SIRT concurrently with ICIs was assessed in several studies. In a multicenter single-arm phase I/II trial, a 5.5-month median PFS, 15-month median OS, and ORR of 20% were observed in 26 patients with UM with hepatic metastasis involving less than 50% of the liver. These patients were treated with hepatic artery infusions with a relatively low dose of yttrium-90 (Y-90) as well as ipilimumab and nivolumab (35 Gy for Y-90 and 1 mg/kg for ipilimumab) [60]. Another patient with MUM was even reported to be free of disease for at least 14 months after treatment with SIRT and ipilimumab [61]. Aedo-Lopez et al. conducted a real-world single-center retrospective cohort study of 32 patients with MUM to compare the safety and efficacy of SIRT with or without the combination of ipilimumab and nivolumab [62]. The median OS was 49.6 months for patients receiving SIRT with ICI, and 13.6 months for patients receiving SIRT only (P = 0.027). However, 44.4% of the patients treated with SIRT and ICIs experienced grade 3 or higher TRAEs, suggesting that ICIs might enhance the efficacy of SIRT at the risk of increasing adverse events. It should also be noted that in the combination therapy group, one third of the patients received ICI first and two thirds received SIRT first. Thus, the results of TRAEs should be interpreted with caution.
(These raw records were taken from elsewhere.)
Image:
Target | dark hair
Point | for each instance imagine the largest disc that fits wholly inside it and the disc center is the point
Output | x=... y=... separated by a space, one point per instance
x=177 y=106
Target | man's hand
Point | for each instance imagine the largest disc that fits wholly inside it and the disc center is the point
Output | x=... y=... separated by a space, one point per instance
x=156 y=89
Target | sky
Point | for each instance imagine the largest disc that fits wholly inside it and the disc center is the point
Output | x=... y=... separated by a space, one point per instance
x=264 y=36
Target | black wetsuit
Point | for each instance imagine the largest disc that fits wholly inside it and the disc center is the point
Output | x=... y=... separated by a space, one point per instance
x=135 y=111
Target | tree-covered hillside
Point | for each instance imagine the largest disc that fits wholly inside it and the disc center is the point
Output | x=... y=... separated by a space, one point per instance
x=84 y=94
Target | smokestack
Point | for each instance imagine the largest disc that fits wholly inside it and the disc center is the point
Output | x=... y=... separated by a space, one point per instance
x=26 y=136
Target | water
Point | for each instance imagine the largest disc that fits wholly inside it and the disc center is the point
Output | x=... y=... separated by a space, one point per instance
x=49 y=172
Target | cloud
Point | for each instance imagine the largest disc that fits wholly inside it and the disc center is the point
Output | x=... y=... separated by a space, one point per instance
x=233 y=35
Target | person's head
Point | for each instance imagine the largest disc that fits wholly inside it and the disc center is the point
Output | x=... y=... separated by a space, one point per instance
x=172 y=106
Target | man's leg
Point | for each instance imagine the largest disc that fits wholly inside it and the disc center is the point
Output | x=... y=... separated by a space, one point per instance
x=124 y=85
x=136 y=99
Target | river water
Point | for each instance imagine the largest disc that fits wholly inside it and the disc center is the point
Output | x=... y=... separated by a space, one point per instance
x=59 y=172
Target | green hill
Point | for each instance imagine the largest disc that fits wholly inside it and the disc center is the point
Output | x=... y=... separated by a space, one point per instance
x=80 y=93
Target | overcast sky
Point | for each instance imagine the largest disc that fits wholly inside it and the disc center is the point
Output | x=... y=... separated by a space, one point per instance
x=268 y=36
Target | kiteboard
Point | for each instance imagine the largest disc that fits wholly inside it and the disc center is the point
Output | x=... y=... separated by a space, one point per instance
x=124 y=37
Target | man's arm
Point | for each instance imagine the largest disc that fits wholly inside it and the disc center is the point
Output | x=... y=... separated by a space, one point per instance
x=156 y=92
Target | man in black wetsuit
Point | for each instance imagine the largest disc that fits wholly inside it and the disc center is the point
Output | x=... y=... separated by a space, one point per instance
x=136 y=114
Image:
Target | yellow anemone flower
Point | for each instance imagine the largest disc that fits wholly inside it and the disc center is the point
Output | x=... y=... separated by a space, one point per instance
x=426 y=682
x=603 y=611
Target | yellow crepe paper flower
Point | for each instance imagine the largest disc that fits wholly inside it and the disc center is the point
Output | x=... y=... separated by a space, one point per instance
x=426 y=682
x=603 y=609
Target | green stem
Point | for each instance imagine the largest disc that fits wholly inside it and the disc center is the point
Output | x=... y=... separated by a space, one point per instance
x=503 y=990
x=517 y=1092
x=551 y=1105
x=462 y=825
The potential benefit of radiotherapy combined with ICIs was assessed via retrospective data. Radiotherapy plus pembrolizumab in 22 patients with MUM had a 4.8-month median PFS and a 21.2-month median OS [63]. Grynberg et al. reported that radiotherapy could significantly enhance the efficacy of dual or single ICIs by comparing the clinical outcomes of ICI therapies with or without radiotherapy (median PFS: 22 months vs. 3 months; median OS: 26 months vs. 7.5 months: ORR: 44% vs. 10%) [64]. However, the credibility of these surprising results might be compromised by the differing ICI regimens and baseline patient profiles between the two groups. In the group of patients treated with the combination of radiotherapy and ICIs, the proportion receiving dual-agent ICIs was higher than that in the group of patients with ICIs only.
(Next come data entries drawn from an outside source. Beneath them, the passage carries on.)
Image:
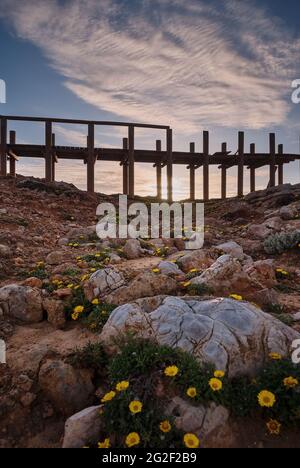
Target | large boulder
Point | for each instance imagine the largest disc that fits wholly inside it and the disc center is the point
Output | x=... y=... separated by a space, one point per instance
x=146 y=284
x=103 y=282
x=235 y=336
x=211 y=424
x=21 y=302
x=197 y=259
x=69 y=390
x=83 y=428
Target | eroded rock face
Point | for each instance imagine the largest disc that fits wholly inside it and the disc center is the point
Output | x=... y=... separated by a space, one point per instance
x=103 y=282
x=210 y=423
x=69 y=390
x=235 y=336
x=21 y=302
x=83 y=428
x=146 y=284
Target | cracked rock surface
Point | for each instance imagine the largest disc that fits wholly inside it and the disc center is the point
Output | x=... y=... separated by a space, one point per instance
x=235 y=336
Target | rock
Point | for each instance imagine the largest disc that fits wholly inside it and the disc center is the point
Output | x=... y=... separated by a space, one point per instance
x=56 y=312
x=236 y=337
x=258 y=231
x=103 y=282
x=169 y=269
x=21 y=302
x=273 y=223
x=69 y=390
x=5 y=251
x=33 y=282
x=196 y=259
x=56 y=258
x=83 y=428
x=288 y=213
x=231 y=248
x=146 y=284
x=208 y=423
x=132 y=249
x=262 y=271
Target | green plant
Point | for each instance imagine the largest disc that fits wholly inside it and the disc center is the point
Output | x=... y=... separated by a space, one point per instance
x=279 y=243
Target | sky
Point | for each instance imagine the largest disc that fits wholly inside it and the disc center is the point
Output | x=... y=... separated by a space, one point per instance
x=219 y=65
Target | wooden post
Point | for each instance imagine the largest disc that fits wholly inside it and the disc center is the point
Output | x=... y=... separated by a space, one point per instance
x=48 y=153
x=206 y=166
x=241 y=164
x=170 y=165
x=131 y=160
x=3 y=147
x=158 y=171
x=53 y=158
x=224 y=175
x=192 y=175
x=91 y=159
x=252 y=169
x=272 y=160
x=12 y=161
x=280 y=166
x=125 y=167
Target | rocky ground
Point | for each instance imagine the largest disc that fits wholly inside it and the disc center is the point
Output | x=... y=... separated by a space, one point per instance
x=229 y=304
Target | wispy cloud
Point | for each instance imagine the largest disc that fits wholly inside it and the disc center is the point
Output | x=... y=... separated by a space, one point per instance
x=190 y=64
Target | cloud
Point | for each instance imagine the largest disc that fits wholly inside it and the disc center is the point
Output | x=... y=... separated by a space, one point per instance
x=188 y=64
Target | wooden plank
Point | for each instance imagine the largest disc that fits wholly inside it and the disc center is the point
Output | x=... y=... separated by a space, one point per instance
x=241 y=164
x=192 y=175
x=272 y=160
x=252 y=169
x=159 y=171
x=3 y=147
x=224 y=175
x=131 y=161
x=170 y=165
x=280 y=166
x=206 y=166
x=12 y=160
x=48 y=152
x=91 y=159
x=125 y=167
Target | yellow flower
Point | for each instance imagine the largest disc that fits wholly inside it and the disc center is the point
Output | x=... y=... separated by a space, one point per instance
x=215 y=384
x=274 y=427
x=135 y=407
x=236 y=297
x=104 y=444
x=290 y=382
x=132 y=439
x=108 y=397
x=266 y=399
x=191 y=392
x=155 y=270
x=191 y=441
x=219 y=374
x=121 y=386
x=171 y=371
x=165 y=426
x=275 y=356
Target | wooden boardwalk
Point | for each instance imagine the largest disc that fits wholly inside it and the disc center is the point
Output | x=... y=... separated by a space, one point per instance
x=128 y=155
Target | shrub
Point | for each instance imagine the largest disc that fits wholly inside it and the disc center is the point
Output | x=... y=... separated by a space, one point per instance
x=279 y=243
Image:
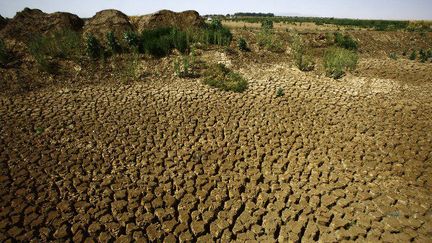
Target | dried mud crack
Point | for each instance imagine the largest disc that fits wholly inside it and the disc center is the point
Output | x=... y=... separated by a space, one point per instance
x=327 y=162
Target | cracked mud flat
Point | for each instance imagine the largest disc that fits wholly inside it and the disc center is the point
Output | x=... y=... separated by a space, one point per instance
x=329 y=161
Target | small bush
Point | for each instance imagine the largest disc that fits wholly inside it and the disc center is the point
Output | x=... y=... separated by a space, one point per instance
x=280 y=92
x=270 y=41
x=5 y=54
x=128 y=69
x=345 y=41
x=181 y=40
x=93 y=47
x=423 y=55
x=46 y=50
x=184 y=67
x=113 y=44
x=267 y=24
x=216 y=24
x=157 y=42
x=429 y=53
x=337 y=61
x=393 y=56
x=221 y=77
x=413 y=55
x=133 y=41
x=242 y=45
x=301 y=59
x=61 y=44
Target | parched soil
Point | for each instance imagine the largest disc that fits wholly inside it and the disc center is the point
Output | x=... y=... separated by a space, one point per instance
x=176 y=160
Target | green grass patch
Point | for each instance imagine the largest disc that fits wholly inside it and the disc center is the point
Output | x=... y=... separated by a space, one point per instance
x=337 y=61
x=221 y=77
x=302 y=60
x=270 y=41
x=65 y=44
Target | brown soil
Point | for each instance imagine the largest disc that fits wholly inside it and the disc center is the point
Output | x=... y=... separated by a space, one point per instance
x=106 y=21
x=170 y=159
x=166 y=18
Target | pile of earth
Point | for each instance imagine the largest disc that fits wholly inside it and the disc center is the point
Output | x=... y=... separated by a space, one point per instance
x=30 y=22
x=109 y=20
x=3 y=22
x=167 y=18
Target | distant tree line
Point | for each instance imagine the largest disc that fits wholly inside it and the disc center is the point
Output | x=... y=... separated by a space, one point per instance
x=254 y=15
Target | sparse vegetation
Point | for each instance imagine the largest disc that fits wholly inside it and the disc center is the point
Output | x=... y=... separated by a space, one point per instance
x=413 y=55
x=280 y=92
x=337 y=61
x=221 y=77
x=393 y=56
x=267 y=24
x=128 y=68
x=345 y=41
x=303 y=61
x=133 y=41
x=6 y=55
x=270 y=41
x=93 y=47
x=113 y=44
x=215 y=34
x=423 y=56
x=184 y=67
x=242 y=45
x=380 y=25
x=46 y=49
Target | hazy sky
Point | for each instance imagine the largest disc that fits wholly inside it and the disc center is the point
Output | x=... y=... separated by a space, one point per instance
x=369 y=9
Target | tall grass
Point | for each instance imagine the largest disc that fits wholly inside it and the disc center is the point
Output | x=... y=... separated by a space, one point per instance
x=345 y=41
x=270 y=41
x=337 y=61
x=301 y=59
x=6 y=55
x=221 y=77
x=65 y=44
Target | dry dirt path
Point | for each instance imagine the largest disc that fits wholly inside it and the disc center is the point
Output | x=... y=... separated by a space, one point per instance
x=328 y=161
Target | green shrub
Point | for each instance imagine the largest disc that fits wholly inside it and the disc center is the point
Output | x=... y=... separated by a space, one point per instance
x=216 y=24
x=113 y=45
x=133 y=41
x=429 y=53
x=222 y=37
x=242 y=45
x=181 y=40
x=184 y=67
x=93 y=47
x=270 y=41
x=128 y=69
x=393 y=56
x=61 y=44
x=267 y=24
x=221 y=77
x=345 y=41
x=423 y=55
x=337 y=61
x=280 y=92
x=301 y=59
x=413 y=55
x=5 y=54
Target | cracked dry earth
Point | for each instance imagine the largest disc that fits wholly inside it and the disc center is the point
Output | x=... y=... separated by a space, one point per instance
x=329 y=161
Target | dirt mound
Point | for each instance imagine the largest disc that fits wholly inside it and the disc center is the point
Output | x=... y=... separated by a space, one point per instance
x=30 y=22
x=106 y=21
x=3 y=22
x=167 y=18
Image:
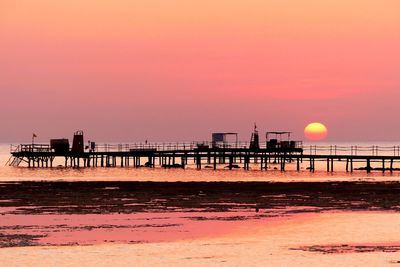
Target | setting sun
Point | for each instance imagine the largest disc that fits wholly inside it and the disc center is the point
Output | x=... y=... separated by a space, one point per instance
x=316 y=131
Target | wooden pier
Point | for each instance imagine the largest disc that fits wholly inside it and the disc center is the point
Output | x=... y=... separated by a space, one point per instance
x=204 y=155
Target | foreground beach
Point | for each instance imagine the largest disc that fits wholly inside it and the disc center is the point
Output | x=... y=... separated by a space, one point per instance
x=199 y=223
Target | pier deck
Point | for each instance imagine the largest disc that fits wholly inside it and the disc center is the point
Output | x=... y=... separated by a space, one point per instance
x=179 y=155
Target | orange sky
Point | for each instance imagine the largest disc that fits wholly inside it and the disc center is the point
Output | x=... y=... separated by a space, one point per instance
x=174 y=70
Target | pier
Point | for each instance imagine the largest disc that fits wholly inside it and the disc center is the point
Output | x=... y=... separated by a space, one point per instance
x=205 y=155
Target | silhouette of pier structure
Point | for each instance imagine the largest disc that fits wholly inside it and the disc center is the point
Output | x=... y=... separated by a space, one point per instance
x=275 y=153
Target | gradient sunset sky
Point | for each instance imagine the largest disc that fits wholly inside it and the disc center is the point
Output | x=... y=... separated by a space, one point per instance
x=178 y=70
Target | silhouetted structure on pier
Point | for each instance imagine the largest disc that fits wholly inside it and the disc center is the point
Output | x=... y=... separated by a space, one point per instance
x=278 y=150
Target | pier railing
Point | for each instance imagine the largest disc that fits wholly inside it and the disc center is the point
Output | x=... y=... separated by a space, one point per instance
x=351 y=150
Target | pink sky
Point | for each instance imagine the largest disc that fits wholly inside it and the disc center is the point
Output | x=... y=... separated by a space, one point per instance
x=178 y=70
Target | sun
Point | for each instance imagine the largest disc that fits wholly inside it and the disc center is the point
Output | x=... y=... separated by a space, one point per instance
x=315 y=131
For other regional therapies, the ongoing CHOPIN randomized phase Ib/II trial has been exploring the clinical efficacy of melphalan percutaneous hepatic perfusion with ipilimumab plus nivolumab in patients with MUM and has defined the safe dose as ipilimumab 1 mg/kg and nivolumab 3 mg/kg [65, 66]. The SECIRA-UM trial also investigated combined radio-frequency ablation and ipilimumab in MUM, with a 3-month median PFS and 14.2/9.7-month median OS for two different doses of ipilimumab [67]. In addition, eight patients with MUM in a small retrospective study received a combination of TACE, ipilimumab, and nivolumab, with two and four patients achieving a partial response (PR) and SD, respectively [68].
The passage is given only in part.